Commenting on the findings, Melbourne rheumatologist and clinical pharmacologist Dr David Liew told the limbic it was perhaps surprising that TDM failed to be effective across all the disease groups.
“In rheumatology we haven’t been using it and my colleagues have resisted it because they didn’t feel that there was a need, whereas in inflammatory bowel disease TDM is used quite frequently and Australia has led the way in some ways in trying to standardise dose optimisation with TDM.”
He said the NOR-DRUM investigators were now motivated to see whether some other patient subgroups might benefit.
“We know that some patients might benefit more than others. So it might be about drilling down into which high risk patients might actually benefit from early dose optimisation.”
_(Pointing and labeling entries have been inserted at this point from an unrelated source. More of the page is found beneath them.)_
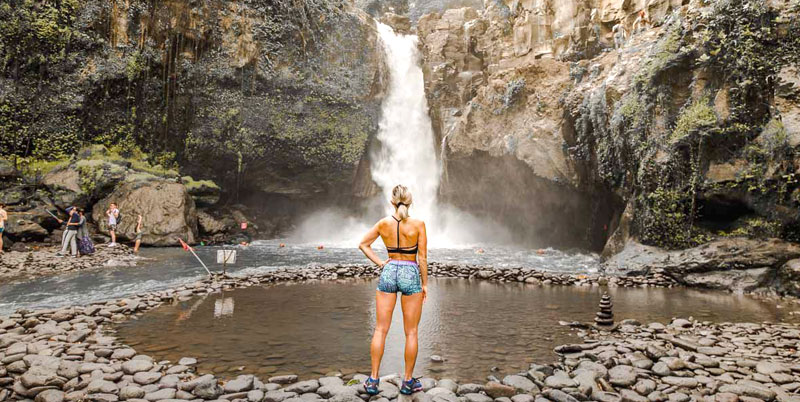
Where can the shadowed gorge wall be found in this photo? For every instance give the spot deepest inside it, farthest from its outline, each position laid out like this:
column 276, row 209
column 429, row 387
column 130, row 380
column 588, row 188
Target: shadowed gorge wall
column 267, row 97
column 686, row 133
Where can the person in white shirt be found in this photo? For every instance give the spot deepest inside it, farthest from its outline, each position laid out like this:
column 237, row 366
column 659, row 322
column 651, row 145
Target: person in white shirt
column 113, row 215
column 3, row 218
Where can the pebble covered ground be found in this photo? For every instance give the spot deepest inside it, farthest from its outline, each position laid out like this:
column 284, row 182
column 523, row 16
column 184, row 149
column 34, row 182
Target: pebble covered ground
column 43, row 261
column 69, row 354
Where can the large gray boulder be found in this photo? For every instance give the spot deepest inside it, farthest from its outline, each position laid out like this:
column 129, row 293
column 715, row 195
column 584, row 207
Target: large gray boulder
column 736, row 264
column 168, row 212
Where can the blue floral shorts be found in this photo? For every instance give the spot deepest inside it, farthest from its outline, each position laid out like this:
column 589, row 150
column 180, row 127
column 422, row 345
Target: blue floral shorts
column 400, row 276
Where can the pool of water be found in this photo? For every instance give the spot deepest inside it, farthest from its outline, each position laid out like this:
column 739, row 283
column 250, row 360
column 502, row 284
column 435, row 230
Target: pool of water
column 314, row 328
column 162, row 268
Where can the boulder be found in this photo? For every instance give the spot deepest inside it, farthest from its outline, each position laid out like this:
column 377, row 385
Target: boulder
column 737, row 264
column 203, row 192
column 20, row 228
column 13, row 195
column 7, row 170
column 167, row 209
column 210, row 225
column 788, row 279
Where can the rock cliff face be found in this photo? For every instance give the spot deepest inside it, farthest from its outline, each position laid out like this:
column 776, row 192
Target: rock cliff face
column 683, row 135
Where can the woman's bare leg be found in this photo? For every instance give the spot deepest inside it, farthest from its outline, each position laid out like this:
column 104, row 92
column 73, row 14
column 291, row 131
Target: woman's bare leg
column 412, row 311
column 384, row 307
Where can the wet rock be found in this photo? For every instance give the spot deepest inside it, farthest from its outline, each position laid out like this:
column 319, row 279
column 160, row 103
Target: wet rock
column 559, row 379
column 303, row 387
column 477, row 398
column 767, row 367
column 762, row 393
column 50, row 395
column 208, row 390
column 146, row 377
column 449, row 384
column 469, row 389
column 726, row 397
column 123, row 354
column 338, row 398
column 497, row 390
column 427, row 383
column 166, row 393
column 684, row 382
column 628, row 395
column 101, row 386
column 520, row 383
column 178, row 369
column 190, row 385
column 622, row 375
column 134, row 366
column 187, row 361
column 559, row 396
column 330, row 381
column 283, row 379
column 131, row 392
column 281, row 395
column 645, row 386
column 255, row 395
column 102, row 397
column 242, row 383
column 439, row 391
column 603, row 396
column 38, row 376
column 522, row 398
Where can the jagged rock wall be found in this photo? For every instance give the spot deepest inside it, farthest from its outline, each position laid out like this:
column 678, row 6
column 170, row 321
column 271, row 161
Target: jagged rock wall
column 273, row 100
column 637, row 130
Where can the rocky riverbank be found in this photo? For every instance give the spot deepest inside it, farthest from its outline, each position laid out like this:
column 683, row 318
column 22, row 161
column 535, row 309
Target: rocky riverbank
column 67, row 354
column 43, row 261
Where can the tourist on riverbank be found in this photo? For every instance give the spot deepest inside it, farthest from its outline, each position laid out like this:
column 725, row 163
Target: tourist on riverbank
column 138, row 240
column 406, row 271
column 3, row 219
column 70, row 236
column 113, row 219
column 85, row 245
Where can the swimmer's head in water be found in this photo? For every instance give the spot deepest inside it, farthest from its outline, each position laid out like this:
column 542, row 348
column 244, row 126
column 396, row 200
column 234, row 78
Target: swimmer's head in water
column 401, row 199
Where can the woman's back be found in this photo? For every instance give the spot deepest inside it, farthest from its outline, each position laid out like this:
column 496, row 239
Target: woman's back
column 401, row 237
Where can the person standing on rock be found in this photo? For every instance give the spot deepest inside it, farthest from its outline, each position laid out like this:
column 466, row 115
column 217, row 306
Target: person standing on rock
column 406, row 271
column 85, row 246
column 619, row 36
column 138, row 240
column 113, row 215
column 73, row 223
column 3, row 219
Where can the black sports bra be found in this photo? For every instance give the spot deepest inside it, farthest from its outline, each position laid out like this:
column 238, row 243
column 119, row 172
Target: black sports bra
column 398, row 249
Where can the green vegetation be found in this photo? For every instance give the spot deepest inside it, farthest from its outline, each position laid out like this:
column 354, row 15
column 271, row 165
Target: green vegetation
column 657, row 141
column 694, row 117
column 195, row 185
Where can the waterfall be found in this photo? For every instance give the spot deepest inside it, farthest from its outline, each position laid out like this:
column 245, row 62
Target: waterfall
column 406, row 154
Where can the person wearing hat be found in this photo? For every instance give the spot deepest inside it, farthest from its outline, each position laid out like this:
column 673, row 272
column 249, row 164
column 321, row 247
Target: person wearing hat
column 69, row 238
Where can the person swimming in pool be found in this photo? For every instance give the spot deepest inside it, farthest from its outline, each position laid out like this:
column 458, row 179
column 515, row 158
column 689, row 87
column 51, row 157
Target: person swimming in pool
column 406, row 271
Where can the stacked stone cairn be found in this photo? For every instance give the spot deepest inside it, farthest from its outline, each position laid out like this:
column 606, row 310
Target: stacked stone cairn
column 605, row 317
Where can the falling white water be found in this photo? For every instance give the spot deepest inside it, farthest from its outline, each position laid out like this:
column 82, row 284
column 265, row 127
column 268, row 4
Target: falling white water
column 406, row 154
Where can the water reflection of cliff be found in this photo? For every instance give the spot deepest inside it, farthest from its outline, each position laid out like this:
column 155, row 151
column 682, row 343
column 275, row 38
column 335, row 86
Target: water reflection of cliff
column 315, row 328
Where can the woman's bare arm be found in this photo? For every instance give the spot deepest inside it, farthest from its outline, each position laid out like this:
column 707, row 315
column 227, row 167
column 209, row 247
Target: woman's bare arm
column 366, row 243
column 422, row 258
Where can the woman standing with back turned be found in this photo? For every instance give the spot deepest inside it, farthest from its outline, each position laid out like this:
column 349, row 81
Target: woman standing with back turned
column 406, row 271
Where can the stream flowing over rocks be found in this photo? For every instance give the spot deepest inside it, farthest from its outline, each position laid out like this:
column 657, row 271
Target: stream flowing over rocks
column 69, row 354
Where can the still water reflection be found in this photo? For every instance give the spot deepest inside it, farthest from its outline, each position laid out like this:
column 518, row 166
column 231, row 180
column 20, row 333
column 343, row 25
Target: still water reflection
column 315, row 328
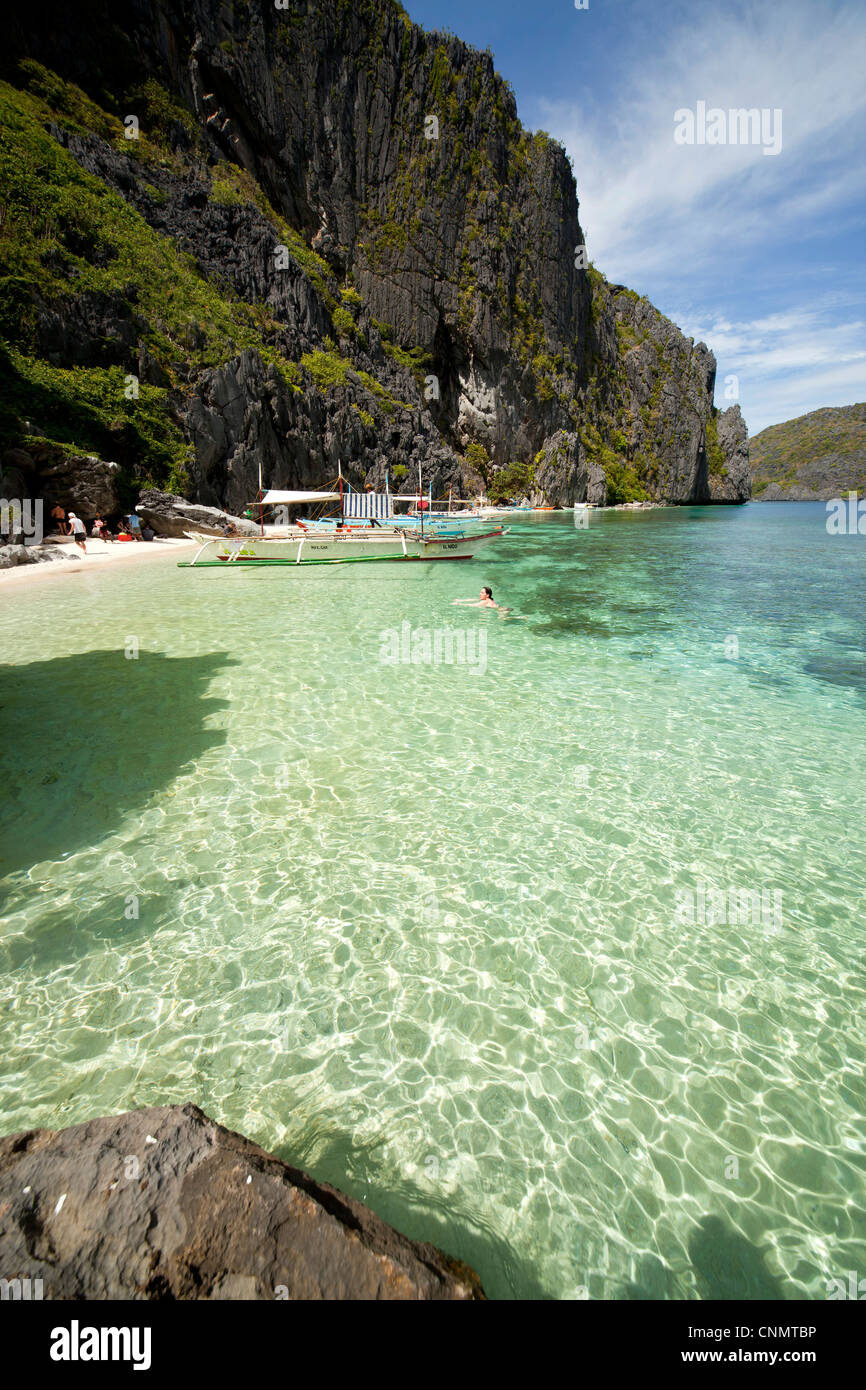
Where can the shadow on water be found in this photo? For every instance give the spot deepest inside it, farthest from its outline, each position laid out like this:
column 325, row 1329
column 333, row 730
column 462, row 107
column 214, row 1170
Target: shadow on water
column 729, row 1266
column 417, row 1212
column 85, row 740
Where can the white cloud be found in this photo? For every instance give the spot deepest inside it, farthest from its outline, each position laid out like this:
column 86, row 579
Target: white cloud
column 786, row 363
column 722, row 227
column 644, row 196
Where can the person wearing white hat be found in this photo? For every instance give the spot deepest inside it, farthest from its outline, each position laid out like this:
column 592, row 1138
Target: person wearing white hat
column 78, row 533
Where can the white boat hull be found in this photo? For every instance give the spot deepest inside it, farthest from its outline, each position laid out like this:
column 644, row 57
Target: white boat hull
column 344, row 546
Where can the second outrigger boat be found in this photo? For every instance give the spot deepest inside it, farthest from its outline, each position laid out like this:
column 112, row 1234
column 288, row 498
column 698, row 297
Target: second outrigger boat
column 370, row 533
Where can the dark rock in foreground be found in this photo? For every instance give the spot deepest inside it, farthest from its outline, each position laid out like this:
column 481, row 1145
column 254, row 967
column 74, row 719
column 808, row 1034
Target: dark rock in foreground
column 173, row 516
column 166, row 1204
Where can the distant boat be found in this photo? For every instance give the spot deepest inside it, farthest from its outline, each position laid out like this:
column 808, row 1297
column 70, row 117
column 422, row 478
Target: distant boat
column 366, row 534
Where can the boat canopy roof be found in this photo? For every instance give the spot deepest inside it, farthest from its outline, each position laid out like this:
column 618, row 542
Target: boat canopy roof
column 275, row 496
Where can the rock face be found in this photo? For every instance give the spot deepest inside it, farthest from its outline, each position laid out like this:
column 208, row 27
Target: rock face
column 412, row 259
column 173, row 516
column 813, row 458
column 166, row 1204
column 736, row 481
column 563, row 474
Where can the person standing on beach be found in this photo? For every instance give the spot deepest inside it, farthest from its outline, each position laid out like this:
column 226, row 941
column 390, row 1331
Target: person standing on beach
column 79, row 534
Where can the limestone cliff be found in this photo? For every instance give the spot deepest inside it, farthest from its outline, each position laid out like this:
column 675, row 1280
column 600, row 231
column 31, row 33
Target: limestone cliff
column 330, row 241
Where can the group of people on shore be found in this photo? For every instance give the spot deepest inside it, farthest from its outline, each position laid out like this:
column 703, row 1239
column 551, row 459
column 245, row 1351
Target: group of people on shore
column 128, row 528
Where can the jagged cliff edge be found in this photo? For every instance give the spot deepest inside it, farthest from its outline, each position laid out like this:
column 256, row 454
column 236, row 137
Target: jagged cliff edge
column 373, row 263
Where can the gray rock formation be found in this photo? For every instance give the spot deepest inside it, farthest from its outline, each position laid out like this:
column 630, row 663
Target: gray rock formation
column 166, row 1204
column 455, row 245
column 81, row 484
column 174, row 516
column 563, row 476
column 736, row 483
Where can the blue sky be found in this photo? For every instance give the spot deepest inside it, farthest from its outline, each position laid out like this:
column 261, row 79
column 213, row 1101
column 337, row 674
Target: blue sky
column 762, row 256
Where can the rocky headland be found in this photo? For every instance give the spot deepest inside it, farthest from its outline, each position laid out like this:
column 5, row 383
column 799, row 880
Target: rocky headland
column 811, row 459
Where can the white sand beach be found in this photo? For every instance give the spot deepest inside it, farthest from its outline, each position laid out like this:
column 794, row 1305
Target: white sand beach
column 100, row 555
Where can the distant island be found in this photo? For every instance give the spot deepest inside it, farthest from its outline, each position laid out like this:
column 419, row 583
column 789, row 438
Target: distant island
column 811, row 459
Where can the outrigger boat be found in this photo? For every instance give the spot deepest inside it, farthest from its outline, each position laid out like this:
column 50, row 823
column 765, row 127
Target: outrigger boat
column 366, row 530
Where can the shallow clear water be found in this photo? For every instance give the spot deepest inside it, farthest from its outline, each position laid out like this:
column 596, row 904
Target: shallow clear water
column 420, row 927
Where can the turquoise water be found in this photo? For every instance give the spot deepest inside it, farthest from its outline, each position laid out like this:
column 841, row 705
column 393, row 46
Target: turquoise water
column 421, row 929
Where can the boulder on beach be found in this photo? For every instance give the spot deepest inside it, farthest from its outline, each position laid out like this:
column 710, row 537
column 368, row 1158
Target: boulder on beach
column 173, row 516
column 81, row 484
column 164, row 1203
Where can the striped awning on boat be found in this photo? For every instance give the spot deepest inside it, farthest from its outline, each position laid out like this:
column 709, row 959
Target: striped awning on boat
column 367, row 505
column 275, row 496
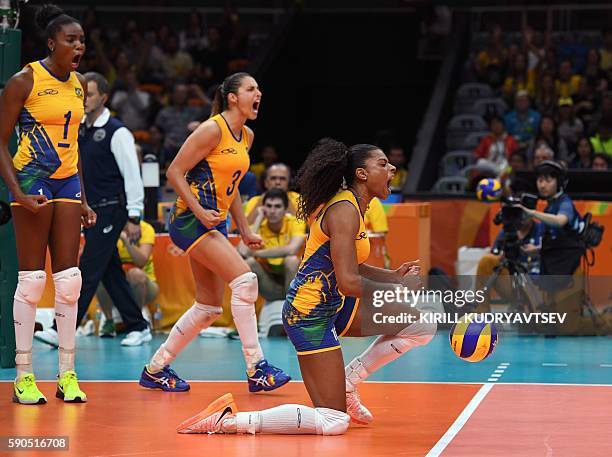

“But I think it’s later on – maybe not in that initial induction phase but in the maintenance phase where we can try to modify the dose especially if immunogenicity comes into play where TNF inhibitor TDM has always been strongest.”
Part B of the NOR-DRUM study is underway to assess the effectiveness of TDM in the maintenance phase of infliximab therapy.
Dr Liew added that the TDM story also doesn’t stop at TNF inhibitors with early work on rituximab drug levels also presented at ACR Convergence 2020.